METHODS: Eight heavy smokers with no past medical history of cancer were diagnosed at operation to have malignant cells in intrathoracic lymph nodes (N1 or N2) with no primary site in the lung. All patients underwent an exploratory thoracotomy with a presumed diagnosis of lung cancer except one who presented with a middle lobe mucosa-associated lymphoid tissue lymphoma. We reviewed the type of surgical resection, histologic and immunohistochemical analysis of resected specimens, treatments, survival, and long-term results.

RESULTS: Resections performed were pneumonectomy (n = 4), lobectomy (n = 3), and bilobectomy (n = 1). All patients underwent complete mediastinal lymph node dissection. Lung resection was performed for mucosa-associated lymphoid tissue lymphoma (n = 1) and for tumorlike lesions that appeared to be tuberculoma (n = 1) and intrapulmonary metastatic lymph nodes (n = 6). Malignant cells were located in intrapulmonary lymph nodes alone (n = 3) or also in mediastinal lymph nodes in three other cases. All these tumors were cytokeratin-positive, demonstrating their epithelial nature. Pulmonary origin was confirmed in two cases (thyroid transcription factor 1-positive and thyroglobulin-negative). No other origin could be demonstrated by immunochemistry. Three patients died within the first year. All other patients are still alive without recurrence (Kaplan-Meier 5-year survival rate, 62.5%).

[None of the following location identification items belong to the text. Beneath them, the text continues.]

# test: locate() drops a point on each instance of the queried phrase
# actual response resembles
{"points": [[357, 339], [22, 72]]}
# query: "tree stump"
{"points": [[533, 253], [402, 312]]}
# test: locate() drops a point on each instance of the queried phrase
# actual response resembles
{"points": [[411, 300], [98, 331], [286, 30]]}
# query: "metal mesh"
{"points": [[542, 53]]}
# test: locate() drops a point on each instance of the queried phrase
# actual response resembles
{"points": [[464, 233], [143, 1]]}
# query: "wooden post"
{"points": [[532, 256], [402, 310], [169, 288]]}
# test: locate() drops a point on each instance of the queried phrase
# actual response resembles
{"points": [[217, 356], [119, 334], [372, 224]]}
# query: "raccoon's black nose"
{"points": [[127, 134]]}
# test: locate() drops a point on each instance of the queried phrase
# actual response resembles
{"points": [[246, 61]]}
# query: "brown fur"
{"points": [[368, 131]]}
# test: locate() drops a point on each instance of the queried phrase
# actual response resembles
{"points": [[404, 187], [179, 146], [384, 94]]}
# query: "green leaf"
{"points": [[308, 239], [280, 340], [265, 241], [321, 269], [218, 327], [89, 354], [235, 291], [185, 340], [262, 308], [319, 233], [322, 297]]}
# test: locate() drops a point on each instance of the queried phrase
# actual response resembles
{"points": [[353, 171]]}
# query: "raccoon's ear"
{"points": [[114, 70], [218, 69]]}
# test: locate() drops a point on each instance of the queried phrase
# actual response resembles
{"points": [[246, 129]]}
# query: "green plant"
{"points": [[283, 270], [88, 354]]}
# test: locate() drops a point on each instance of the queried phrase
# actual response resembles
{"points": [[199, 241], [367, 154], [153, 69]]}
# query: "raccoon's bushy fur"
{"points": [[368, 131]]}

CONCLUSIONS: Frequency of metastatic cancer in thoracic lymph nodes without a primary site is probably underestimated because the cancer is routinely diagnosed by mediastinoscopy and considered as metastatic disease not amenable to operation. The origin of the disease, either pulmonary, endogenous, or from extrathoracic sites, is often difficult to assess. Nevertheless, our data confirm those of the literature and demonstrate that survival can be increased by operation. This implies diagnosis of the entity and consideration that thoracic lymph node involvement can apparently be isolated and therefore resectable.